Następnie wstępujemy do Olchowca. Podziwiamy piękną cerkiew z przyległym cmentarzem. Roman, który ma rozległą wiedzę o kulturze Łemków, wierze greko- katolickiej i historii tych terenów, opowiada nam ciekawe historie i wyjaśnia wiele faktów.
W dalszej drodze Małgosia wypatrzyła ciekawe sople, (zadanie domowe grupy krajobrazowej) więc robimy kilka ujęć i dalej w drogę. Zatrzymujemy się przy cerkwi w Krempnej i w Kotani. Do tej ostatniej udało się nam wejść i zobaczyć m.in. fragmenty XVII –wiecznego ikonostasu.
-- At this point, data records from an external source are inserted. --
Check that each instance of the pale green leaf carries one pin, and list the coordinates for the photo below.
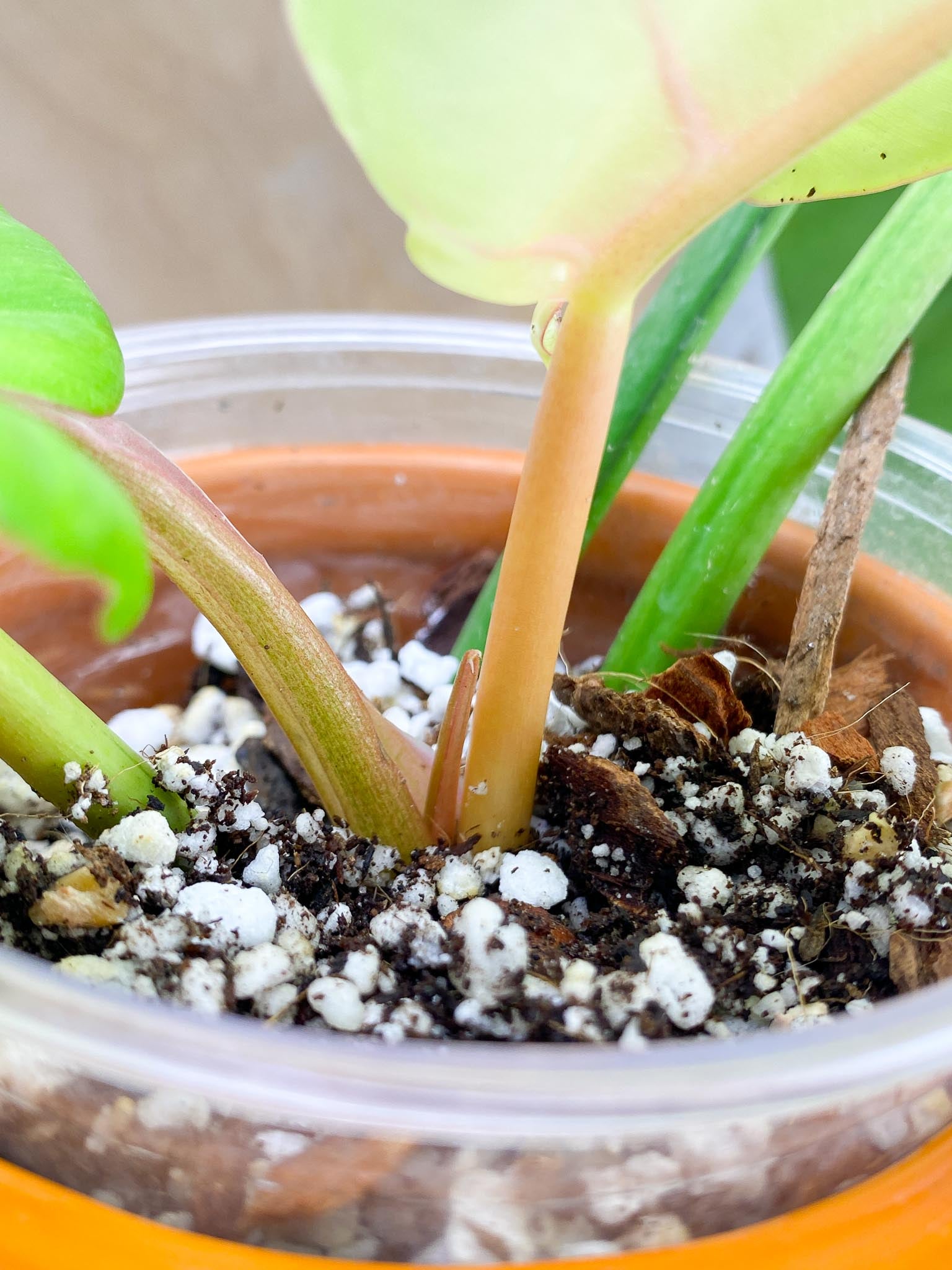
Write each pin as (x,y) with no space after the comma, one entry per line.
(536,146)
(55,340)
(60,505)
(903,139)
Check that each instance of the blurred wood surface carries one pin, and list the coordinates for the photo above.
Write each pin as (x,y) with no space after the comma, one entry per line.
(175,151)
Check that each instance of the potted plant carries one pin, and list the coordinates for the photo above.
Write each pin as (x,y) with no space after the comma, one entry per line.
(399,798)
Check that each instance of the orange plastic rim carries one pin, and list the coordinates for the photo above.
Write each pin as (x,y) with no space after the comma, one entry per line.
(901,1219)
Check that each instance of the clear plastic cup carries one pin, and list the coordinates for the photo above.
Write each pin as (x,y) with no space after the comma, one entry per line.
(457,1152)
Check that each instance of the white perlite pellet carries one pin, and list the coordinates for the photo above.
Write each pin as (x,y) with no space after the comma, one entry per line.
(937,735)
(495,954)
(259,968)
(809,768)
(677,982)
(532,878)
(459,879)
(265,870)
(706,887)
(208,646)
(144,838)
(362,968)
(238,917)
(427,670)
(338,1002)
(604,746)
(324,609)
(202,986)
(143,729)
(897,765)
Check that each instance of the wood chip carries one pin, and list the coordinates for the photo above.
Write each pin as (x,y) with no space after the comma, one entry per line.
(896,722)
(848,750)
(81,902)
(700,689)
(858,686)
(914,963)
(806,675)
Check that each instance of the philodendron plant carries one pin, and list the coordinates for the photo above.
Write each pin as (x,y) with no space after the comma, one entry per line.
(558,155)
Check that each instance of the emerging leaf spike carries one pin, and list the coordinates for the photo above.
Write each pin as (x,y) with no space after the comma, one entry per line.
(546,322)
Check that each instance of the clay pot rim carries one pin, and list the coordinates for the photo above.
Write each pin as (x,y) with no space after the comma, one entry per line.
(541,1090)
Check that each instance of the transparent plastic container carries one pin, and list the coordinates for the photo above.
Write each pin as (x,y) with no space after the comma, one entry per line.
(457,1152)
Jedziemy dalej podziwiając piękne, śnieżne widoki i wijącą się Wisłokę malowniczo pokrytą płatami lodu. Ponieważ wiał silny wiatr, postanawiamy zatrzymać się na posiłek … pod mostem. Podobno trzeba w życiu czasami robić rzeczy po raz pierwszy, więc my zajadaliśmy kanapki i śmialiśmy się – pod mostem. Posileni, nabraliśmy ochotę na dalszą drogę. Chociaż Ożenna została w tyle a czas się kończył, my postanowiliśmy przejechać granicę (pomimo, że tylko Gosia miała stosowny dokument). Tak więc znaleźliśmy się w Słowacji na pięknej polanie widokowej. Tam dojrzeliśmy świeże tropy wilka i strawiony po części posiłek (jeszcze ciepły). Wreszcie wyszło słońce i zima wydała się jeszcze piękniejsza. Poćwiczyliśmy tym razem krótki czas i jako pierwszy na modela wystartował Janusz. Próbował unieść się wysoko w powietrze, a my próbowaliśmy go tam zatrzymać.
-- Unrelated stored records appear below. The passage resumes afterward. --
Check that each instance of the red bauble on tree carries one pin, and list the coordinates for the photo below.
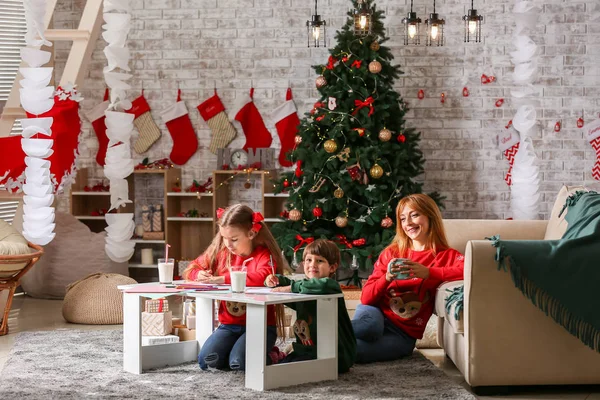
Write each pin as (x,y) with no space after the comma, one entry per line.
(318,212)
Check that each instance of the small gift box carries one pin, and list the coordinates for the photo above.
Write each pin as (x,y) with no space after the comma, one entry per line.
(157,324)
(157,305)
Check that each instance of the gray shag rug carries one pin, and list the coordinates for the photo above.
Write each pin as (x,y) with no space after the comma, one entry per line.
(70,364)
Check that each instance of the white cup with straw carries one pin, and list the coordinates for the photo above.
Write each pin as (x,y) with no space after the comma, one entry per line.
(238,274)
(165,267)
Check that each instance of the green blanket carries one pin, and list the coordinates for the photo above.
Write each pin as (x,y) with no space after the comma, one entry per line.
(562,277)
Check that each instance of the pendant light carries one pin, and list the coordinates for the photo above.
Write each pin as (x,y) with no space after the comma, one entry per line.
(315,28)
(362,19)
(435,29)
(473,23)
(411,27)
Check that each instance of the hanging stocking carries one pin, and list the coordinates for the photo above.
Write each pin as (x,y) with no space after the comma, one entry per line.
(593,135)
(509,145)
(286,122)
(149,132)
(213,112)
(96,117)
(185,141)
(257,135)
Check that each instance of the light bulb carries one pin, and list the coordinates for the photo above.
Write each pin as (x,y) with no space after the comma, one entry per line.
(412,30)
(362,21)
(434,32)
(316,32)
(472,26)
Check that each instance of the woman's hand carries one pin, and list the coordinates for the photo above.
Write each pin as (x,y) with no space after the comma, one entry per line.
(271,281)
(414,269)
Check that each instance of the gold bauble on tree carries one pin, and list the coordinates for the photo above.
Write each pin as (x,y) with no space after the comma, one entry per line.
(341,221)
(385,135)
(321,81)
(375,67)
(330,146)
(295,215)
(376,171)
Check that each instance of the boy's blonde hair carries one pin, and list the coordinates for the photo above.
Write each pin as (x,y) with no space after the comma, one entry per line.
(436,237)
(326,249)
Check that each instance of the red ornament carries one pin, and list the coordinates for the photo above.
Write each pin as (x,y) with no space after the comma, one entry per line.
(298,172)
(360,131)
(317,212)
(359,242)
(557,127)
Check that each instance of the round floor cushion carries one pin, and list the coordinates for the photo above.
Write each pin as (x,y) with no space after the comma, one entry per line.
(95,300)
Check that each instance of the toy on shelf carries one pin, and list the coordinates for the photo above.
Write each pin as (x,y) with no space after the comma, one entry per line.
(163,163)
(99,187)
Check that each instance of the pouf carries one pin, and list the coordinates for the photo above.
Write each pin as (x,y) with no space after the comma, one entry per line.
(95,300)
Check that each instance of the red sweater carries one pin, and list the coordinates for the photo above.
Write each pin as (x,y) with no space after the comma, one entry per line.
(231,312)
(409,303)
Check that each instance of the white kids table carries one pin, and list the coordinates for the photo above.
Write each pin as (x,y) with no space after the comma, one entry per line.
(259,376)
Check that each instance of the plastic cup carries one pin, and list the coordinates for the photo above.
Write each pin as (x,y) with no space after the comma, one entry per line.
(395,262)
(165,270)
(238,279)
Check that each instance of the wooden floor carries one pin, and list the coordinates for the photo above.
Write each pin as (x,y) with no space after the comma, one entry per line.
(30,314)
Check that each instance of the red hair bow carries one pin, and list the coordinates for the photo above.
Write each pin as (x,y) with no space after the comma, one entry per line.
(256,218)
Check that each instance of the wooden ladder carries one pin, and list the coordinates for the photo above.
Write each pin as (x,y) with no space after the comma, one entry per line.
(84,41)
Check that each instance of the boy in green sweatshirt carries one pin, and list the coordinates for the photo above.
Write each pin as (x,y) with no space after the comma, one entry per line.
(321,259)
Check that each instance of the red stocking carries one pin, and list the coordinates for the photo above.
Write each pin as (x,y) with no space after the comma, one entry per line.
(185,141)
(96,117)
(257,134)
(286,121)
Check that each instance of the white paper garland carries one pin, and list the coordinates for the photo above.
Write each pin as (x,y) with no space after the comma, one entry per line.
(118,162)
(37,98)
(525,176)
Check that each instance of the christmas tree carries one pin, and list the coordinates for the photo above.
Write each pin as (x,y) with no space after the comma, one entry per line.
(354,155)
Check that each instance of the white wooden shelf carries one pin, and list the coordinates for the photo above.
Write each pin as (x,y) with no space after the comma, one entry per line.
(89,217)
(201,219)
(277,195)
(188,194)
(90,193)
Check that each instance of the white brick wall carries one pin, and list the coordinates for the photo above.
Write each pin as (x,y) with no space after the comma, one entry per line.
(195,44)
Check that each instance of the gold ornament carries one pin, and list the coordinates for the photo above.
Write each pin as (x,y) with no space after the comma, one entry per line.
(321,81)
(295,215)
(376,171)
(330,146)
(341,222)
(385,135)
(387,222)
(375,67)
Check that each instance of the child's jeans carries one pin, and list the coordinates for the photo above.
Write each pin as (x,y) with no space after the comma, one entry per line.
(377,338)
(226,347)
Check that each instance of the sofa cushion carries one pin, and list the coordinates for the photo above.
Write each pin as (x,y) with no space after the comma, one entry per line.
(440,306)
(557,225)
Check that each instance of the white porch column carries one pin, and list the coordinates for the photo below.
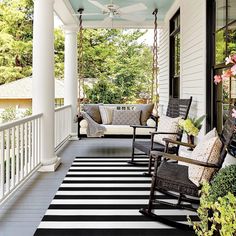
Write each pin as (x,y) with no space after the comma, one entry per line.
(43,79)
(71,82)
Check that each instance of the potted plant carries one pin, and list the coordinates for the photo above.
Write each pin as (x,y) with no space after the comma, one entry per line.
(191,127)
(217,210)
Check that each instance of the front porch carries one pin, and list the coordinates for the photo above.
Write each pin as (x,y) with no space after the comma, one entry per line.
(25,210)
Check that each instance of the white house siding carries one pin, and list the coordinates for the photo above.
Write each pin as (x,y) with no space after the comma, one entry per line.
(192,55)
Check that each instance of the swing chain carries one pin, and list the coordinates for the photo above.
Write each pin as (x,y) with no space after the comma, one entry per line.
(155,58)
(80,58)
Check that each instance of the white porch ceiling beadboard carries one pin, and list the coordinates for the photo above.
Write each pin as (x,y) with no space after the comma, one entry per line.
(96,21)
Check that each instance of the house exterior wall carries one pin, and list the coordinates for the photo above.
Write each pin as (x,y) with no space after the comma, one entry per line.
(192,55)
(19,104)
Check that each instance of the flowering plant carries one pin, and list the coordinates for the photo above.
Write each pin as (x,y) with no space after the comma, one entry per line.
(231,72)
(191,126)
Następnie po zrobieniu orłów i ich omówieniu (jeden piękniejszy od drugiego) postanowiliśmy zawrócić do kraju:) Tam zatrzymujemy się jeszcze w Świątkowej Wielkiej i Świątkowej Małej, podziwiając cerkwie oraz słuchając dalszych opowieści Romana. Przejeżdżając przez Kotań dostrzegamy konie. Oczywiście nie było innej opcji, jak za zgodą wszystkich uczestników, ponownie przedłużyć czas pleneru. Właściciel oprowadził nas po ośrodku, zapraszając do dłuższego przyjazdu i pokazał swoje zwierzaki – konie, jelenie, barany, kota i psa. Głaskaniu i tuleniu nie było końca (szczególnie małe baranki). Niestety czas pędził i musieliśmy wracać.
Po drodze, mijając piękną wioskę Kąty, postanowiliśmy wrócić w te tereny. Mariusz i jego świetnie sprawiający się samochód (oblodzenia, zaspy, dziury to dla nich drobnostka) „zaoferowali” dalsze plenerowe usługi, więc może następny raz w Tatry…
Po przyjeździe do Krosna i pięknych podziękowaniach Janusza (był to jego pierwszy plener w kółku) szczęśliwi, wróciliśmy do domowych, sobotnich obowiązków.